Der Zug bestand aus einem gewöhnlichen Waggon, einem kombinierten Raucher- und Gepäckwagen und einer verrosteten alten Maschine mit Tender. Der Zug schwankte, während er durch das abnehmende Licht dahin ratterte, derart auf dem verwahrlosten Gleis, daß Elmer und Jim gegeneinander geworfen wurden und sich an der Lehne festhalten mußten. Der Wagen tanzte wie ein Frachtkahn im Sturm. Große derbe Farmer, die ununterbrochen zum Wasserkühler trinken gehen mußten, stießen gegen sie oder griffen nach Jims Schulter, um sich zu stützen.

An jedem Teil des alten Raucherwagens, an den gestreiften Fenstern, den rostigen Eisenbeschlägen und den schmutzüberkrusteten Kokosmatten haftete ein Übelkeit erregender scharfer Geruch von billigem Tabakrauch, und überall, wo sie den roten Plüschbezug der Sitze berührten, wirbelte Staub auf und blieben Handabdrücke zurück. Der Wagen war gedrängt voll. Passagiere setzten sich auf die Lehne ihrer Bank und riefen Freunde jenseits des Ganges an.

Doch Elmer und Jim merkten nichts von Schmutz, Gestank und Überfülltheit. Schweigend saßen sie da, nervös gespannt, ein wenig keuchend, mit offenem Mund, mit verschleierten Augen, sie dachten an Juanita und Nellie.

Die beiden Mädchen, Juanita Klauzel und Nellie Benton, waren keineswegs professionelle Töchter der Freude. Juanita war Kassiererin in der Cato Lunch und Schnellimbiß-Stube; Nellie war Gehilfin bei einem Damenschneider. Sie waren gute Mädchen, nur wenig widerstandsfähig, und fanden etwas Extrageld für rote Pantoffel und Nußschokolade sehr nützlich.

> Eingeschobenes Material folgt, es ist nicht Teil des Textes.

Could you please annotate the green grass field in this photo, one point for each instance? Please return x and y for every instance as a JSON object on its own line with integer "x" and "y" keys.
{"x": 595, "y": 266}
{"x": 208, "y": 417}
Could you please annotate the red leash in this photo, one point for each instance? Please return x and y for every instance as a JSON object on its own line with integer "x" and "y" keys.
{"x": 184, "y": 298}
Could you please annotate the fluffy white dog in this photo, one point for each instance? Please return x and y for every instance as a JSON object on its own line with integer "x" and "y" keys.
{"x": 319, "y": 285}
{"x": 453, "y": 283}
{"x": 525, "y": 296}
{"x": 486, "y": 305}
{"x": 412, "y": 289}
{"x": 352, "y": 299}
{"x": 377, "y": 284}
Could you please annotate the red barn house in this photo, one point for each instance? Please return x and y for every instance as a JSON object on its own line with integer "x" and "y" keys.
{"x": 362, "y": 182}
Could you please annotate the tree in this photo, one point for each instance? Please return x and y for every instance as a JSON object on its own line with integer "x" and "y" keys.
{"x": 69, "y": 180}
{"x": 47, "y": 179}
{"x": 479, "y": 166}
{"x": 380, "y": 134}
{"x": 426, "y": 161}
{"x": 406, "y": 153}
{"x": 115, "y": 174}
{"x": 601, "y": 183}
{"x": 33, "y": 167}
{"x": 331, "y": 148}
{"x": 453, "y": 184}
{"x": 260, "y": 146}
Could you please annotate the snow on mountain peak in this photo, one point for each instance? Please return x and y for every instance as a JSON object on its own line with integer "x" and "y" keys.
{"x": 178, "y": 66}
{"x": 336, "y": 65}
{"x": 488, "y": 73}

»Juanita – so ein lieber kleiner Kerl – sie hat so viel Verständnis für die Sorgen, die man hat«, sagte Elmer, als sie die feuchten Treppen der verrußten Steinstation von Cato hinunterbalancierten.

Als Elmer, ein Fuchs, der eben von der Mittelschule in Paris, Kansas, gekommen war, die Anfangsgründe der hohen Schule des Liebelns zu lernen begonnen hatte, war er ein laut schwadronierender Bengel gewesen, der in Gegenwart munterer Damen blöde aussah, an Tische stieß, herumbrüllte und alle Welt wissen lassen wollte, wie wacker lasterhaft er wäre. Er war noch immer ziemlich lärmend und stolz auf seine Verruchtheit, wenn er in schnapsseliger Stimmung war, aber in seinen dreieinviertel College-Jahren hatte er gelernt, wie man mit Mädchen verkehrt. Er war zutraulich, er hatte eine gewisse Leichtigkeit, er war fast sanft; er konnte ihnen zärtlich und belustigt ins Auge sehen.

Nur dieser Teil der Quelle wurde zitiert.